Abstract

 

 

Accepted 5th January, 2015

 

The Millennium Development Goal 5 aims at lowering the maternal mortality by 75% by 2015 from the 1990 baseline statistics [1. However Kenya has not achieved this target and the maternal mortality has increased [2]. The major contributors to this increase are postpartum complications such as Postpartum hemorrhage (PPH), sepsis, and complications of hypertensive diseases in pregnancy. About 15% of all pregnancies are likely to complicate [3]. If detected early, maternal mortality may be prevented by managing these complications faster. With adequate monitoring of maternal vital signs, post delivery complications can be detected early.  The study evaluated the monitoring and documentation of postpartum maternal vital signs at Naivasha District Hospital of Nakuru County, Kenya.  This was a cross sectional study where 96 participants were interviewed and their medical records reviewed to assess monitoring and documentation of vital signs after ethical and administrative approval.

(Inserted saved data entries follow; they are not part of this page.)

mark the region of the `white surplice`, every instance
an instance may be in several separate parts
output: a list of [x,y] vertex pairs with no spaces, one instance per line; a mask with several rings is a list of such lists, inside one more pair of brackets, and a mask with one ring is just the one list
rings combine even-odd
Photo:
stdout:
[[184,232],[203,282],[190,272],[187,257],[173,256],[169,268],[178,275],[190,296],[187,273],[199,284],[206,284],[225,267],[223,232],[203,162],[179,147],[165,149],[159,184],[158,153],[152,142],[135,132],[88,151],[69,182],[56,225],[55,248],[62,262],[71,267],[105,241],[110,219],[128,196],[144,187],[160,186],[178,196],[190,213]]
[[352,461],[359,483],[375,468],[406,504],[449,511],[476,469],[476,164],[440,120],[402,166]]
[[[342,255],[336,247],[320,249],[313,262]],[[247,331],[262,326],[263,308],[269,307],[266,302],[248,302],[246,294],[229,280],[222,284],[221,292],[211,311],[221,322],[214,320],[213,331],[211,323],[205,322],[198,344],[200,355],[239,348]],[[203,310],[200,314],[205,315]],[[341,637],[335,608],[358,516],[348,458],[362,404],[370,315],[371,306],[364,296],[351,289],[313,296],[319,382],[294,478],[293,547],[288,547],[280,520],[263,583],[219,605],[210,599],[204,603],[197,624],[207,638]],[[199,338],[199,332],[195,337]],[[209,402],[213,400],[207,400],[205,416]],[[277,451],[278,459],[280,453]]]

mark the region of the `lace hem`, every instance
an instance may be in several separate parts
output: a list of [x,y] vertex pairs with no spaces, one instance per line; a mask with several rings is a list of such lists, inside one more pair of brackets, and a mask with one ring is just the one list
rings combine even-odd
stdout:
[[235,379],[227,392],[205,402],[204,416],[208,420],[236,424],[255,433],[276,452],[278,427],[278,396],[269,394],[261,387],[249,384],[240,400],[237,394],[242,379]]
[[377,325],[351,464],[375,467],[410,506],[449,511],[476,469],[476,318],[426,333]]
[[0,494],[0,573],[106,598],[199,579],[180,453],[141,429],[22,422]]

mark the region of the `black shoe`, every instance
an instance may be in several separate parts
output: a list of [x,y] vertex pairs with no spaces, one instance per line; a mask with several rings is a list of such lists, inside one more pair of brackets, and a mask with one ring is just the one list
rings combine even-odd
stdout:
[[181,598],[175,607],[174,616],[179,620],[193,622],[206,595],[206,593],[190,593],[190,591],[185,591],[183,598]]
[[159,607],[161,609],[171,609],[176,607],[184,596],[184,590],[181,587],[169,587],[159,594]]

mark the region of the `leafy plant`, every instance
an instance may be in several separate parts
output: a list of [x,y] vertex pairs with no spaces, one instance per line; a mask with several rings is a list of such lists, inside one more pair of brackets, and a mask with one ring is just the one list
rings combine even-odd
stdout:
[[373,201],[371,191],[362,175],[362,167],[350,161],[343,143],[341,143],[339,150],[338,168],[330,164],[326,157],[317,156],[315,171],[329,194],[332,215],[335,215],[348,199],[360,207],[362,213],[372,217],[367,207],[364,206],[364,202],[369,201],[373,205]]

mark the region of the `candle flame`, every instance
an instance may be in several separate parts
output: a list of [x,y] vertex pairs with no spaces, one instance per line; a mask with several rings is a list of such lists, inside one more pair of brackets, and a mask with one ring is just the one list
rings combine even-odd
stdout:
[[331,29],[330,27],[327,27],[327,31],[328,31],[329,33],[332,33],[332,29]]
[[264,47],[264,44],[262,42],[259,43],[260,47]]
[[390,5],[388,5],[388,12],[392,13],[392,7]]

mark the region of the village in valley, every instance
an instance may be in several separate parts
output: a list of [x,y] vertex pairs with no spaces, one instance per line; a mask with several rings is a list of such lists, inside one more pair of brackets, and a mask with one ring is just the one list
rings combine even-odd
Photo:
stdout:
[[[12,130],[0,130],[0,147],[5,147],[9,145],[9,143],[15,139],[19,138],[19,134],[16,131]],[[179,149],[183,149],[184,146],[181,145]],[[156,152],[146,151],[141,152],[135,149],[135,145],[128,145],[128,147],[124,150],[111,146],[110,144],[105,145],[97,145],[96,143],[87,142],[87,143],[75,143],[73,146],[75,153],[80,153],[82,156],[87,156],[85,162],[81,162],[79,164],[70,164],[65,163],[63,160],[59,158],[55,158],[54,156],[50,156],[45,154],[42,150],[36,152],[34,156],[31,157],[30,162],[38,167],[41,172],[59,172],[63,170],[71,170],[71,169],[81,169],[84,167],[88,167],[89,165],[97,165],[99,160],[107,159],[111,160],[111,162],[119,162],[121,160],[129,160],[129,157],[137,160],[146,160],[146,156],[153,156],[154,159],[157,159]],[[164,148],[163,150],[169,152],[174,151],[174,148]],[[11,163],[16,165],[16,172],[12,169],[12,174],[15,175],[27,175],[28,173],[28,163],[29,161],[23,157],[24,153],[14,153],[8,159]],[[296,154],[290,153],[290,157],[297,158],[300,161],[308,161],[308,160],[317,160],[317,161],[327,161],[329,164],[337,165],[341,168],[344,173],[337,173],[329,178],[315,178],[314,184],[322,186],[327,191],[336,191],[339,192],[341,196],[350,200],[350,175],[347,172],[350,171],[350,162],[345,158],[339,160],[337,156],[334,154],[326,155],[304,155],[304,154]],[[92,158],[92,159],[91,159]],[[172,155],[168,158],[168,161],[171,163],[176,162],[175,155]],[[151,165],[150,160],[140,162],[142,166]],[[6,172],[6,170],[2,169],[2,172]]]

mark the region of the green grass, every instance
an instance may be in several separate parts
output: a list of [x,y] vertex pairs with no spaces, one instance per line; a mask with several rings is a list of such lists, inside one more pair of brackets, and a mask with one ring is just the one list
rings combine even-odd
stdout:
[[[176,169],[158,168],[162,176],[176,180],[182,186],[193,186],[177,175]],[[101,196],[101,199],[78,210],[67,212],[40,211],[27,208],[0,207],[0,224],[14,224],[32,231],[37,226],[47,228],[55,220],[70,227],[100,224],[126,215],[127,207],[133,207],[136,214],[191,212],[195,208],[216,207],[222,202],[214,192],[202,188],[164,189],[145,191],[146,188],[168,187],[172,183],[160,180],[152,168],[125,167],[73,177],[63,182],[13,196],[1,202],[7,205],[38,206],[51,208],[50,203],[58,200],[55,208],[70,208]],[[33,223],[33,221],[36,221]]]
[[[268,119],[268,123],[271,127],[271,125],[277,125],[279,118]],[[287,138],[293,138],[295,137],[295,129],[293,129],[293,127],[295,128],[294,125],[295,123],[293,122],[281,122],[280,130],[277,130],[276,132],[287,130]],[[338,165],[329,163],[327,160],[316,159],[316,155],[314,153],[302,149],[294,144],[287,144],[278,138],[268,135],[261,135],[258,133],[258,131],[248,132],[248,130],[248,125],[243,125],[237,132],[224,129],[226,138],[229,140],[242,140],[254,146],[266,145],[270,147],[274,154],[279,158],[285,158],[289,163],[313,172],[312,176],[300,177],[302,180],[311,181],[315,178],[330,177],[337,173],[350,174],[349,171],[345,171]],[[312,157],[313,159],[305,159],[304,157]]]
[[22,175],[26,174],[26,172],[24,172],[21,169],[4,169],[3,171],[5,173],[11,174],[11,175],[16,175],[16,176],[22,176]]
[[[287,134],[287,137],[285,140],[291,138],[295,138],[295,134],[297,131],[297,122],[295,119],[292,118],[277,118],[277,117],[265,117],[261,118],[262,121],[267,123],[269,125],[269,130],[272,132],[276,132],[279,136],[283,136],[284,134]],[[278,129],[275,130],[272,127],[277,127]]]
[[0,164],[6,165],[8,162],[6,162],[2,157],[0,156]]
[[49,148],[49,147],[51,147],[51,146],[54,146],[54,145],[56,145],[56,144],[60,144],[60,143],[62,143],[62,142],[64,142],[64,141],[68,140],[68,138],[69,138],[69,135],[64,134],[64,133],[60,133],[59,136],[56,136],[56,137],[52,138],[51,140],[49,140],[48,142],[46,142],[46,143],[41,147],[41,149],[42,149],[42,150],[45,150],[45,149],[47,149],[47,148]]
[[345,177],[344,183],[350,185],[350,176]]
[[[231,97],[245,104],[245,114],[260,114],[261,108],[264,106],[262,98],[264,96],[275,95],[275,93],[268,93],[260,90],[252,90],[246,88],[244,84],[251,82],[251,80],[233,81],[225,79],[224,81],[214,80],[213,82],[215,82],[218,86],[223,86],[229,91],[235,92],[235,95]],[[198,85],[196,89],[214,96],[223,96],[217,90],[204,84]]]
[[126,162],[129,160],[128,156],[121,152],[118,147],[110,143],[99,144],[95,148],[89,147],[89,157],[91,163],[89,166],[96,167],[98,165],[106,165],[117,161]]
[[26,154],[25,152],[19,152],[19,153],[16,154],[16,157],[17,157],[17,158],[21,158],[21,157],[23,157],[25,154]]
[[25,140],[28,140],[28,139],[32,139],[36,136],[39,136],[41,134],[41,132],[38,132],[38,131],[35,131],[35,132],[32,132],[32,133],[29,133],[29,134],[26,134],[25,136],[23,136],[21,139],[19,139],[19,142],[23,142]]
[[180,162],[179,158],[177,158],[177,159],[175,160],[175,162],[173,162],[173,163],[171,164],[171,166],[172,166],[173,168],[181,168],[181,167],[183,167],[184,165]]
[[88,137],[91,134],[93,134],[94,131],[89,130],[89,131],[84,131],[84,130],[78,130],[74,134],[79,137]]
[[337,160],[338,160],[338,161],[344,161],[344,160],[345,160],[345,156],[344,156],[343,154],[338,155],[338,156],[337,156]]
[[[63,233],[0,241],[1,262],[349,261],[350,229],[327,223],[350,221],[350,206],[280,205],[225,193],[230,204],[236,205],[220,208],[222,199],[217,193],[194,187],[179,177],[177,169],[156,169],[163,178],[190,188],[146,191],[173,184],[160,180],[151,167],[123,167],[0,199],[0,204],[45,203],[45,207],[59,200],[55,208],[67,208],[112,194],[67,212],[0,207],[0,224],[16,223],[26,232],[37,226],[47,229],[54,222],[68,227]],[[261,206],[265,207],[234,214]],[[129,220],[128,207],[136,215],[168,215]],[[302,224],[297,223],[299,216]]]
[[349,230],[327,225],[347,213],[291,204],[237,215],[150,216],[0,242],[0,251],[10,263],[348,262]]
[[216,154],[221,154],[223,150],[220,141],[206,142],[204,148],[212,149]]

We analyzed the data using SPSS Version 17. 96 (vaginal delivery 66; Caesarean Section 33) participants were recruited into the study. Their mean age was 25.5years (±6.2). 95.8% had BP taken at least once while only 58.4% had temperature recorded, 34.2% never had pulse rate measure at all and only 17.1 had respiratory rate measured more than once during their hospital stay. The monitoring and documentation of vital signs for post natal mothers at Naivasha District Hospital was sub-optimal. There is need to put more emphasis on monitoring and documentation of maternal vital signs as a means of early detection of post delivery complications.